– Ох, да чтоб тебя!..
Шейд метнулась к блокирующим выход обломкам. Навалившись всем телом, она едва пошевелила огромную груду. К ней присоединился Вот, используя свой посох как рычаг, но и это почти ничего не дало.
– Помоги толкать! – потребовала Шейд, взглянув на Сатерленда.
Но тот покачал головой:
– Мы не выйдем отсюда, пока не пройдем через это.
И он указал на фигуру, двигавшуюся вдоль фрески.
Вот смиренно кивнул. Шейд, зарычав от досады, в последний раз пнула останки мебели и вновь приготовила кинжалы.
Смесь тени и штукатурки все росла, она похитила краску с третьего панно, посвященного маленькой победе накануне уничтожения Убежища. Затем принялась за портрет некогда грозного лжебога Корифея и истощила его, совсем как волков. Изображения всех событий, определивших становление Инквизиции, теряли краски. Звук становился резче. Теперь он напоминал трение друг о друга целого ящика фарфоровых горшочков на движущейся повозке.

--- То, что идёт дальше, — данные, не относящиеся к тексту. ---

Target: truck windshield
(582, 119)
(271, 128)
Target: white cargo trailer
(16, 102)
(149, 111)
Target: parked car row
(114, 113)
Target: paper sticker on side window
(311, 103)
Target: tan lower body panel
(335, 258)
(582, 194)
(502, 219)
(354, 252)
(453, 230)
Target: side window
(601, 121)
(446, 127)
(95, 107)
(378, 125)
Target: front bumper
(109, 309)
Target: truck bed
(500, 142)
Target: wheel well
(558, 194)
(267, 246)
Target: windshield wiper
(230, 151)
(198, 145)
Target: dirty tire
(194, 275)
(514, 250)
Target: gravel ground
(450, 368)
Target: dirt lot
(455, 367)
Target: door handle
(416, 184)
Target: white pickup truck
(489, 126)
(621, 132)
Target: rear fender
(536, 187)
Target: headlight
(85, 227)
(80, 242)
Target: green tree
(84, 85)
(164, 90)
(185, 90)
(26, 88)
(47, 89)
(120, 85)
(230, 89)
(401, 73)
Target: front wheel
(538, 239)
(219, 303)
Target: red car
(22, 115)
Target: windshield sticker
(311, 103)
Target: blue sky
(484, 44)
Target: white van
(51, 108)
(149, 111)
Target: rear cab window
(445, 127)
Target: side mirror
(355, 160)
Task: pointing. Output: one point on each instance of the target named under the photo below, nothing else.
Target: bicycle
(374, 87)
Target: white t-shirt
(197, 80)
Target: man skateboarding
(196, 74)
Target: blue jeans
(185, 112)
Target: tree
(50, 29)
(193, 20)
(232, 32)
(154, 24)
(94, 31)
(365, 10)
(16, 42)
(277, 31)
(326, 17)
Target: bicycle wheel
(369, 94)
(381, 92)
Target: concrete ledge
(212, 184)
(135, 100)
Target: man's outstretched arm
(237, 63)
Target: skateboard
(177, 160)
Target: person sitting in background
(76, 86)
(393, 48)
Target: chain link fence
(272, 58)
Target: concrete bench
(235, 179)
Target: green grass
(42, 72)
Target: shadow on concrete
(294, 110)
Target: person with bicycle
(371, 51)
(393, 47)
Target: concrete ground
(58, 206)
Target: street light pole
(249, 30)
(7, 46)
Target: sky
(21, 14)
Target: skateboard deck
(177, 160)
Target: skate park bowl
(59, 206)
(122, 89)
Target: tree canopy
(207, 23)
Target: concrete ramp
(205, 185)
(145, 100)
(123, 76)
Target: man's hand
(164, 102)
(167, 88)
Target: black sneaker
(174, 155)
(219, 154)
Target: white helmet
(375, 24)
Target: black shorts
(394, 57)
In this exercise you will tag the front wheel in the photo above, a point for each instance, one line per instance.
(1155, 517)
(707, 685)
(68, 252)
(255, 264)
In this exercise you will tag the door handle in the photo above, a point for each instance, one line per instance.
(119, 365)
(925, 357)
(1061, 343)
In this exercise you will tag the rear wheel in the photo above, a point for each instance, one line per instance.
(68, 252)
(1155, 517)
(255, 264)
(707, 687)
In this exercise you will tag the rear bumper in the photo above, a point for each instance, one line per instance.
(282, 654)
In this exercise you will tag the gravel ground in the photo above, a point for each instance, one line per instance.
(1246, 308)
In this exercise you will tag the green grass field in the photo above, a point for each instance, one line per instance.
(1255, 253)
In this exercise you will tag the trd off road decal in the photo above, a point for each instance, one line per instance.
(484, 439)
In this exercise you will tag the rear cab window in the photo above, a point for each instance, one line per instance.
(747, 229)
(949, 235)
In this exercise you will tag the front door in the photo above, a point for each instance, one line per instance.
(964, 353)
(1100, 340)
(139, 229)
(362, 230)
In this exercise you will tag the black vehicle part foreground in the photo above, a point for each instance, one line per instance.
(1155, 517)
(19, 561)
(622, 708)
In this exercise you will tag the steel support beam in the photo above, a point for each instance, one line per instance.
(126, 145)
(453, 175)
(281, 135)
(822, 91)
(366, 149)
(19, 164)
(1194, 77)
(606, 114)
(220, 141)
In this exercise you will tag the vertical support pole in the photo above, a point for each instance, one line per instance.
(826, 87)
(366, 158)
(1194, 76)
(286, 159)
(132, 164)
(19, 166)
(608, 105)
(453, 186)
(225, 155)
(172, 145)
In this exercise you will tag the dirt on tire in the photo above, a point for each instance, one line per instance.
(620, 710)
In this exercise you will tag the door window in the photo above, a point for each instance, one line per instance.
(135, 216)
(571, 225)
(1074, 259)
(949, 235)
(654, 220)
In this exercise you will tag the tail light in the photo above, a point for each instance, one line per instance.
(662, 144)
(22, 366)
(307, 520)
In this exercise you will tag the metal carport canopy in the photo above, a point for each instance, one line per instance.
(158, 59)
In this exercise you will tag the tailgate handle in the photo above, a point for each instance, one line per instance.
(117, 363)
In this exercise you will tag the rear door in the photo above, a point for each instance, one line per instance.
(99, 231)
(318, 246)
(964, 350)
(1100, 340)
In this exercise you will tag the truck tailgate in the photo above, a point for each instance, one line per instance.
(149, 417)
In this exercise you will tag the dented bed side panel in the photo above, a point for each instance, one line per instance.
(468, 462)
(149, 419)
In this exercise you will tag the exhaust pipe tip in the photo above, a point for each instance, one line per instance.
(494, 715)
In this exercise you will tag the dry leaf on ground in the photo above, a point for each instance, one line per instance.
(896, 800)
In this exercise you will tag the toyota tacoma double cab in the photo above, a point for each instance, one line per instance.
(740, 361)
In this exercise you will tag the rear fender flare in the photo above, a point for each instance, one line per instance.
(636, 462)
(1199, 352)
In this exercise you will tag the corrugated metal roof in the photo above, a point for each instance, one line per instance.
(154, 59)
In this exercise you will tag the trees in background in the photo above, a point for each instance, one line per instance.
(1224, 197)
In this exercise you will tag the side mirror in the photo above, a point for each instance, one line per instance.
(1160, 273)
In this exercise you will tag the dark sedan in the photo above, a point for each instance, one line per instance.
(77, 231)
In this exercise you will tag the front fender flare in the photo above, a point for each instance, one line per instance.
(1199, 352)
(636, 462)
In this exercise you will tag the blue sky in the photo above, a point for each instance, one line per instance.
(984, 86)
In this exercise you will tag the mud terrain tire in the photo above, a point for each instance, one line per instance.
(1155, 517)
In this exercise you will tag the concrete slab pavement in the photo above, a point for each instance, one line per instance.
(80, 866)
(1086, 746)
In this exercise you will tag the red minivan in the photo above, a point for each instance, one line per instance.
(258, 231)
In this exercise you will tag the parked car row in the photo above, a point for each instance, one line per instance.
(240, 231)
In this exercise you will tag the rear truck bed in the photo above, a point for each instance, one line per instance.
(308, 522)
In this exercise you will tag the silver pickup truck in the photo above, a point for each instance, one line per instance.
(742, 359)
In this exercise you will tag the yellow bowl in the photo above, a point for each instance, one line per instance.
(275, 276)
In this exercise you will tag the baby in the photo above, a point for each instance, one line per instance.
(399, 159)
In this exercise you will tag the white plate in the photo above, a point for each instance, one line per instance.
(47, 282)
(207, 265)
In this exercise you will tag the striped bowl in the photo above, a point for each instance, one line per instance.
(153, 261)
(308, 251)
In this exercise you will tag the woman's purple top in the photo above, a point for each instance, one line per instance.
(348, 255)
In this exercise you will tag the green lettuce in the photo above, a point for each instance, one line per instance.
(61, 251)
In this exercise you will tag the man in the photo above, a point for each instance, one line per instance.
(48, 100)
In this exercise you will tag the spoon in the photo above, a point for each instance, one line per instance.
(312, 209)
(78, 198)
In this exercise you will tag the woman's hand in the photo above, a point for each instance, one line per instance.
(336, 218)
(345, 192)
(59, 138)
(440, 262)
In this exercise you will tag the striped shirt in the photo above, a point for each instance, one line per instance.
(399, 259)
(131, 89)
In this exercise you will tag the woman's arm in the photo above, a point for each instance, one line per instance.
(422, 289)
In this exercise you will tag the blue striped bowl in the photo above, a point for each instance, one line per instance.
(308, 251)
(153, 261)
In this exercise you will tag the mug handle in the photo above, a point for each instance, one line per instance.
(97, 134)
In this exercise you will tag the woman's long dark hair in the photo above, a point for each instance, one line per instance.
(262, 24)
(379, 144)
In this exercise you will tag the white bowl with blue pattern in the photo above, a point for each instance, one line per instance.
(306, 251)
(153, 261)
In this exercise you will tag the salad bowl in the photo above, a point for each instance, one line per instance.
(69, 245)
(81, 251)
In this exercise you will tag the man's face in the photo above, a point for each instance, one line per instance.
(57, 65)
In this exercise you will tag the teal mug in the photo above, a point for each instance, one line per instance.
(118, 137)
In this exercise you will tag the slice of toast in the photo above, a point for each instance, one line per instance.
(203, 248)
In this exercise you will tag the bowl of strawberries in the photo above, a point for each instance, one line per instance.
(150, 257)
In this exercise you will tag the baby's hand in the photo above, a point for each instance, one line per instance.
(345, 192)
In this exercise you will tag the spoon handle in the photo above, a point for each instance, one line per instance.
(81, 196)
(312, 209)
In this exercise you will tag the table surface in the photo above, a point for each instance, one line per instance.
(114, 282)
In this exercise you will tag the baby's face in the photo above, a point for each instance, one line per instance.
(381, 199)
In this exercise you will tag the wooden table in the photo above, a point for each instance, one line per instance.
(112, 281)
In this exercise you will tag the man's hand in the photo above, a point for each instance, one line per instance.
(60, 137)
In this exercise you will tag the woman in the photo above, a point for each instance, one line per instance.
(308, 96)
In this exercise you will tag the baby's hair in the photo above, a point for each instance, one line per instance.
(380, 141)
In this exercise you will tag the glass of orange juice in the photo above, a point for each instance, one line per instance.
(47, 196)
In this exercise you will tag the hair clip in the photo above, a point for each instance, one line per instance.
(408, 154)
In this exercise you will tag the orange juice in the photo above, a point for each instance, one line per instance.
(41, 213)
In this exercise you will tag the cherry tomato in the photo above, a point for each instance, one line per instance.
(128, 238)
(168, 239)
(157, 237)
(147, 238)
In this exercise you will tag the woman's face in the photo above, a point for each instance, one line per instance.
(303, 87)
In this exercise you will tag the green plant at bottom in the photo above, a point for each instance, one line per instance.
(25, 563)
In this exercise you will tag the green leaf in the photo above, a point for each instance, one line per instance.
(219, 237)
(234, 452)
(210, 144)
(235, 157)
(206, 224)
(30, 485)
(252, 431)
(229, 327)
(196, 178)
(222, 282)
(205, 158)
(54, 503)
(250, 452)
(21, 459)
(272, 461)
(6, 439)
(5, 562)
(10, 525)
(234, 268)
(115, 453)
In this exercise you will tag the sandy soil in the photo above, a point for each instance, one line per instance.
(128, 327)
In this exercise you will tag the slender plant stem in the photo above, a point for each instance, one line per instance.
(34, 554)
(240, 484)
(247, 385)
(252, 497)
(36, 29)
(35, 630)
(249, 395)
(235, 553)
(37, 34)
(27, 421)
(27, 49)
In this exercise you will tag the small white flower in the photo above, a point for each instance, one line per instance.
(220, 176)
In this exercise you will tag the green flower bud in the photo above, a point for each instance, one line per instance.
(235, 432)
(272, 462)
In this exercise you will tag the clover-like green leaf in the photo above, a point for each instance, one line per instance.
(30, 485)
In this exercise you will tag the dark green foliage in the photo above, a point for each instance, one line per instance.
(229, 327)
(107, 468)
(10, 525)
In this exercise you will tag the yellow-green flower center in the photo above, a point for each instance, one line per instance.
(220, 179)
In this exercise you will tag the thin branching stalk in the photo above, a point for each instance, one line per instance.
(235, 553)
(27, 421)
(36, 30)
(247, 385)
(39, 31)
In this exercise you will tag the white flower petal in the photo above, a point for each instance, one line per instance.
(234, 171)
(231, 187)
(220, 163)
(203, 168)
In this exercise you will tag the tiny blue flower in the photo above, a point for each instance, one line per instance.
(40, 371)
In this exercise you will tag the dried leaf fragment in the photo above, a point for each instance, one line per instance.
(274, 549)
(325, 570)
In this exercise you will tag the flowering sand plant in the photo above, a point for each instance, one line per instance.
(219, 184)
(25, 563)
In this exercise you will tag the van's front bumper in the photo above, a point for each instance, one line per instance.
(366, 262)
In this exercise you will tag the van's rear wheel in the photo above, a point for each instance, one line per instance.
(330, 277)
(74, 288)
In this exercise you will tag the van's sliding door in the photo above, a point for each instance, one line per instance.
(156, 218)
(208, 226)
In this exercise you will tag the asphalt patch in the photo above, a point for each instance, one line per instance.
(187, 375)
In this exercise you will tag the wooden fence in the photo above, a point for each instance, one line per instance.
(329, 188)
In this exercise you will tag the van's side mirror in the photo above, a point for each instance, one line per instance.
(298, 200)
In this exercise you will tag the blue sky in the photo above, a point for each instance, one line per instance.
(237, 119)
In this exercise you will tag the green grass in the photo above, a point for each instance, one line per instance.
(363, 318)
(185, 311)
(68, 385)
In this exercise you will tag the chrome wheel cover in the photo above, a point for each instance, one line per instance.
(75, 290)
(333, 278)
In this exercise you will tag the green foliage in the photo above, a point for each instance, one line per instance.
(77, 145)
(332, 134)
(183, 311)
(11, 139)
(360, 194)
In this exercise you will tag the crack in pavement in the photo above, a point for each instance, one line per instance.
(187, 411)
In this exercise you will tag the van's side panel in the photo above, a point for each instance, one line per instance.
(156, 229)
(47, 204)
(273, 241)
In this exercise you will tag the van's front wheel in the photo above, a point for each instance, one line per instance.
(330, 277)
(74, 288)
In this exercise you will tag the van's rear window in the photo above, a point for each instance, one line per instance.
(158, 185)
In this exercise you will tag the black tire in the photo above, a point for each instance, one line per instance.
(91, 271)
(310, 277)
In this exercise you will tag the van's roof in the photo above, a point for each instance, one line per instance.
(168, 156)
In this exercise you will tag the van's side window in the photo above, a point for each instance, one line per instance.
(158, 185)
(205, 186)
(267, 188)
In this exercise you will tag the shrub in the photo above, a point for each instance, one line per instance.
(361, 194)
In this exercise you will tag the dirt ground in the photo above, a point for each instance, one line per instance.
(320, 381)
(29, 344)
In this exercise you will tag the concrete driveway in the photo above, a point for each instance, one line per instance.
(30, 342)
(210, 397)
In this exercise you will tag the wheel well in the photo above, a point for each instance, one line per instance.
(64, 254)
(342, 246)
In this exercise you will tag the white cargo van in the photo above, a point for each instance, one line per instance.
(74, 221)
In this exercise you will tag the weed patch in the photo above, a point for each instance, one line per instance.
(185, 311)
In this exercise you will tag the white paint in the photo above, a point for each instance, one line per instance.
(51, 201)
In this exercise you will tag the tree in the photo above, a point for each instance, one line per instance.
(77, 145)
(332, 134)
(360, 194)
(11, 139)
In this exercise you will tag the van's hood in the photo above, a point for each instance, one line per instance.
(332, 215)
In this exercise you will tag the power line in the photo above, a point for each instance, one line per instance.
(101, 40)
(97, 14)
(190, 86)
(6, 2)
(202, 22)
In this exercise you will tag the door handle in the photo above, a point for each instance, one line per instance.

Когда члены роты развернулись, предугадывая перемещение тени, они ясно увидели конечную цель.
– Восьмое панно, – подал голос Вот.
Восьмая, последняя, часть фрески, где должны были изобразить битву с оскверненным магистром Корифеем, осталась незавершенной. На ней виднелся лишь грубый эскиз, контуры, которые теперь заполнялись массой цветов, тянущихся со всей комнаты. И чем детальнее, глубже становился рисунок, тем более неправильным он казался.
– Я… вовсе не это себе представлял, – растерянно сказал Сатерленд.
Эту историю знали многие: Старший, он же лжебог Корифей, разорвал небо, чтобы похитить сокрытую там силу. Его нельзя было убить, пока был жив его оскверненный дракон, и тогда Инквизитору каким-то чудом удалось выпустить против него собственного дракона. На восьмом панно дракон присутствовал, из его шеи торчал меч Инквизиции. Правда, история гласила, что оба ящера пали первыми и Инквизитор дал Корифею решающий бой.
Однако на последнем панно были изображены не битва и не победа, а случившееся после. Сатерленд и его спутники увидели неоконченный набросок зверя, стоявшего над драконом. Сам зверь драконом не был. Его очертания еще могли ввести в заблуждение, но теперь, заполненные черным и красным, они являли собой нечто иное. Что-то от ящера, что-то от собаки: голову с тупой зубастой мордой венчали заостренные уши, как у пса. Заполняясь штукатуркой, фигура росла, у нее появились чешуя, хвост, когтистые лапы… Это волк поглощал дракона, точно обоих нарисовали на разных сторонах оконного стекла, наложив линии друг на друга. И вскоре над всем воспрял сгорбленный зверь.
С тошнотворным треском отделившись от стены и изображенной на ней сцены торжества, он внезапно предстал полноценным, внушительным, совершенно реальным существом.